Спустя годы Боря писал обо мне в Германию Ренате Швейцер:
И вот пересыльная тюрьма в Бутырках – истинный рай после Лубянки. А затем этап: в пульмановский вагон нас запихивали как сельдей в бочку – весь вредный элемент, попавший в бутырский пересыльный курорт из Лефортова и Лубянки. Поезд тронулся в неизвестность, пока в духоту и смрад. Я попала на третьи багажные нары и видела, как в небе плавает удивительно свежий и свободный молодой месяц. На меня навалилась монархистка Зина и шептала о том, что прорицательница, за которую она села, матушка разогнанного монастыря, предсказала скорый переворот и свободу. Я сочиняла стихи о разлуке и тосковала, глядя на месяц. Очень хотелось верить Зине.
А затем пеший переход с заключенным стариком генералом; он меня успокаивал, что «скоро все кончится». И наконец, лагерь.
Журавли над Потьмой
Когда сейчас крутится магнитофонная лента – когда в «милый край плывут, в Колыму» душу раздирающие галичевские «Облака» и освобожденный после двадцати лет лагерей бывший зэк вспоминает, как он «подковой вмерз в санный след», в лед, что он «кайлом ковырял», – у меня перед глазами возникает другая картина. Вспоминается один мой лагерный день тысяча девятьсот пятьдесят второго года…
Знойное, раскаленное небо над сухими мордовскими полями, где «над всходами пляшет кнут…». Всходов, правда, еще нет: серая, растрескавшаяся земля. Ее должны поднять политические, «пятьдесят восьмые», под кнутом и окриками надсмотрщиков и холуев – выдвиженцев из вырождающихся «политических».
Медленно плывут облака над Потьмой. Кипенно-белые, жаркие облака. Над неподъемной, сухой землей. Полдень. Работаем с семи утра. Еще восемь часов стоять под жгучим солнцем до конца рабочего дня. Я в бригаде Буйной, агрономши из зэков. Это сухонькая, маленькая, остроносая женщина. Бригадирша гордится доверием лагерного начальства. Нас, московских «барынь», она ненавидит острой ненавистью. Попасть в бригаду Буйной сущее наказанье. Я к ней попала как разжалованный, не справившийся с обязанностями бригадир. Командные должности мне спервоначалу давали из-за моего пятилетнего срока – такие сроки были редкостью и всегда вызывали недоумение у лагерного начальства.

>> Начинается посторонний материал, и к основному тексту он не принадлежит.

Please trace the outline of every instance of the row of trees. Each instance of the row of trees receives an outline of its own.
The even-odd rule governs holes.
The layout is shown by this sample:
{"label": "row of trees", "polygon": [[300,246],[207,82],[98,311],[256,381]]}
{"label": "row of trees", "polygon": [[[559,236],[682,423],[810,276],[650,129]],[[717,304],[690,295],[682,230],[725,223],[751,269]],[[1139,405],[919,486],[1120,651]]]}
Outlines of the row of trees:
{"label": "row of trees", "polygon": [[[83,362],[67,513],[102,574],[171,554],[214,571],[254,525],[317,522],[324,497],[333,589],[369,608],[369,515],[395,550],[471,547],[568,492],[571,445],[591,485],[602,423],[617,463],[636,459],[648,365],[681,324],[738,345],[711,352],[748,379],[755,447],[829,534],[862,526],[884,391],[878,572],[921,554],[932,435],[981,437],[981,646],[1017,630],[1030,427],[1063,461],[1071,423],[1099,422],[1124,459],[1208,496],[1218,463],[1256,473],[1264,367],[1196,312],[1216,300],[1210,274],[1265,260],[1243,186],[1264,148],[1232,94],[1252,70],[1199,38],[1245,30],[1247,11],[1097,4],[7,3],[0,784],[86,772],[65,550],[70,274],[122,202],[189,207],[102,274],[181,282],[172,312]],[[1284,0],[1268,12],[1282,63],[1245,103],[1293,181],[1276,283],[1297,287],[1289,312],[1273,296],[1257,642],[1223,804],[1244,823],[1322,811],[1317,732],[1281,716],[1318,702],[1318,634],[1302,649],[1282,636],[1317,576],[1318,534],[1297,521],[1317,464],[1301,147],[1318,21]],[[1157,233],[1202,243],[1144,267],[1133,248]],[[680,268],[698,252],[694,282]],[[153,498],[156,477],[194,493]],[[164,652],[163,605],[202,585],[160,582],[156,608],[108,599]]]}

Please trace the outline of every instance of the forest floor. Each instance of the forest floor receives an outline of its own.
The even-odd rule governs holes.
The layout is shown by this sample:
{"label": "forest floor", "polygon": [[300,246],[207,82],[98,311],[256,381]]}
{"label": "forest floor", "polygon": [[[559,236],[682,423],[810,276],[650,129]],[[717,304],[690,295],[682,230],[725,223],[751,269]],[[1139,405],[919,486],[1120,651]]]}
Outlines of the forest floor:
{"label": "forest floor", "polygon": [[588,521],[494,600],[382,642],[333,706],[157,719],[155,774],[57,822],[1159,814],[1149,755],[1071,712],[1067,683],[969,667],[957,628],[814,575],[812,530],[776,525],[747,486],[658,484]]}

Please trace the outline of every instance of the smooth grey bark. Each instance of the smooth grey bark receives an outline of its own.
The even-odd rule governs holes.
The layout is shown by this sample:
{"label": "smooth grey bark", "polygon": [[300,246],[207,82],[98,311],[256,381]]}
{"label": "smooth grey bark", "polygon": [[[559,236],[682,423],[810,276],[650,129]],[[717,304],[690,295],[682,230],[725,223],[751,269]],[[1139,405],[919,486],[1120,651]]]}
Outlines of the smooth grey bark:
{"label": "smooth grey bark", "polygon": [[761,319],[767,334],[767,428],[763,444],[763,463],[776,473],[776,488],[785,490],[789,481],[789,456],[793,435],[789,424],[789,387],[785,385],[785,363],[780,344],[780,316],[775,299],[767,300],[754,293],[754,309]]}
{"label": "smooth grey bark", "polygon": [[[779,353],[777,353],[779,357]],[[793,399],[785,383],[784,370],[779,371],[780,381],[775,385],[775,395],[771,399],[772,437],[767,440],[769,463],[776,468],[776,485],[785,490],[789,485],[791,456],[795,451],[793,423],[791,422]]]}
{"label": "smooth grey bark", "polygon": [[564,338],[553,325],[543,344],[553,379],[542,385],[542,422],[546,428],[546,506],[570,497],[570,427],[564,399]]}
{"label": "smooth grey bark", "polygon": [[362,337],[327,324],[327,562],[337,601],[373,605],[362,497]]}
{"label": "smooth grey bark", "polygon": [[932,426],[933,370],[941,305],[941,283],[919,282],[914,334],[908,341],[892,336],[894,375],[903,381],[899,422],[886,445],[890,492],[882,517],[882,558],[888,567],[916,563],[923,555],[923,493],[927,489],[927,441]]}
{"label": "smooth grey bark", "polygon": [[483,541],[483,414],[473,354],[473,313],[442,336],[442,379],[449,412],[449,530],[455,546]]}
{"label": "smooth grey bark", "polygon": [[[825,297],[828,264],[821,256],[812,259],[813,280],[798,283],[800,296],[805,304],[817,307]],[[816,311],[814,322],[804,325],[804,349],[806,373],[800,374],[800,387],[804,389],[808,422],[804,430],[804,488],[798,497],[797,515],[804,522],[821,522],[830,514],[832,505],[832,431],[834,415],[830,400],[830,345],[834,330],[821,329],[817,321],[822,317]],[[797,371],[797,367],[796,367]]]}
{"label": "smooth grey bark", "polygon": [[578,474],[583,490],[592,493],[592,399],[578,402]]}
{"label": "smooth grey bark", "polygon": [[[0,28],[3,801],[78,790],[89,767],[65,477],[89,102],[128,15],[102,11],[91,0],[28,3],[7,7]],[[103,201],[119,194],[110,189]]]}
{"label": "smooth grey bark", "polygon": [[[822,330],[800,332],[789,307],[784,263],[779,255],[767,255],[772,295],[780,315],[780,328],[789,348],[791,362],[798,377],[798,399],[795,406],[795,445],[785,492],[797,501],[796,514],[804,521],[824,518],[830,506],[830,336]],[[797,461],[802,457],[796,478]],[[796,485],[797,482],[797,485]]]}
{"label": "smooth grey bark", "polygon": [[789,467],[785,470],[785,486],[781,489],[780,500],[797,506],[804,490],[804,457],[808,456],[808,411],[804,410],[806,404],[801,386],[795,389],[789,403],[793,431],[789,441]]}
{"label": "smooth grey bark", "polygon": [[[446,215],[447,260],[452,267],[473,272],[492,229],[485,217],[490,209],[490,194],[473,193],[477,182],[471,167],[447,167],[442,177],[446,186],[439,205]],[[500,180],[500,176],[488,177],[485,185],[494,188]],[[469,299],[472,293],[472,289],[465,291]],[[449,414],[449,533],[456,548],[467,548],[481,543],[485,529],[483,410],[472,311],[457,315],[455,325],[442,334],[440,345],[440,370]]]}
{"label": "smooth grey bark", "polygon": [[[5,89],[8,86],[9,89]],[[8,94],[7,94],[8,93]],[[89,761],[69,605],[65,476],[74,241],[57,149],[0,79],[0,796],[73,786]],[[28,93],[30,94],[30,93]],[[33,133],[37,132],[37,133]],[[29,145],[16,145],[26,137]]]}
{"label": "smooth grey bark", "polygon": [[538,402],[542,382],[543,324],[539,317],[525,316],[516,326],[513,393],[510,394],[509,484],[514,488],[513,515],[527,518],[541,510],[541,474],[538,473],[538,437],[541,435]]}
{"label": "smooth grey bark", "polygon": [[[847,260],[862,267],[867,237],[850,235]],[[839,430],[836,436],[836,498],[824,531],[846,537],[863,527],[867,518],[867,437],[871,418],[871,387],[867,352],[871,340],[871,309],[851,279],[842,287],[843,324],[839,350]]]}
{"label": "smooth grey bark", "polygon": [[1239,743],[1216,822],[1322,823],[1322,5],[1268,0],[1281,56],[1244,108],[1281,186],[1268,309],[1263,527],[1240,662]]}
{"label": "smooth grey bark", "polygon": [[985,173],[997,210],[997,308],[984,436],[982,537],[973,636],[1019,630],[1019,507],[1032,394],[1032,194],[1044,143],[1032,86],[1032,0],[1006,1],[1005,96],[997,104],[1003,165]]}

В бригаде Буйной «справлялись», конечно, не дотягивая до нормы, только дебелые «спидницы» – западные украинки, бандеровки и власовки (правда, одна старуха получила двадцать пять лет за то, что напоила молоком неизвестного мужика, оказавшегося бандеровцем), всю жизнь с детства работавшие на земле.
Буйная орет на всех с утра, меня дергает за руку, сует мне кайло. Я уныло пытаюсь подковырнуть землю – не ковыряется. О норме или «полнорме» и мечтать нечего.
Дострадать бы день до конца, проклиная солнце, этот раскаленный шар, работающий во всю июньскую мощь и долго-долго не желающий садиться… Хоть бы ветерок! Но если дует, то горячий, не облегчающий… Только бы «домой», в зону!
Буйная имеет десять лет. Что-то неладно у нее было с коллективизацией, два сына сидят в уголовных лагерях на Севере. Она работает вовсю, висит на доске лагерных ударников. Ее обязанность – никому не давать поблажки. Надо покупать себе право ходить в барских барынях, показывая даже конвою, как она умеет издеваться над белоручками. Сдохла потом в лагерной больнице от туберкулеза.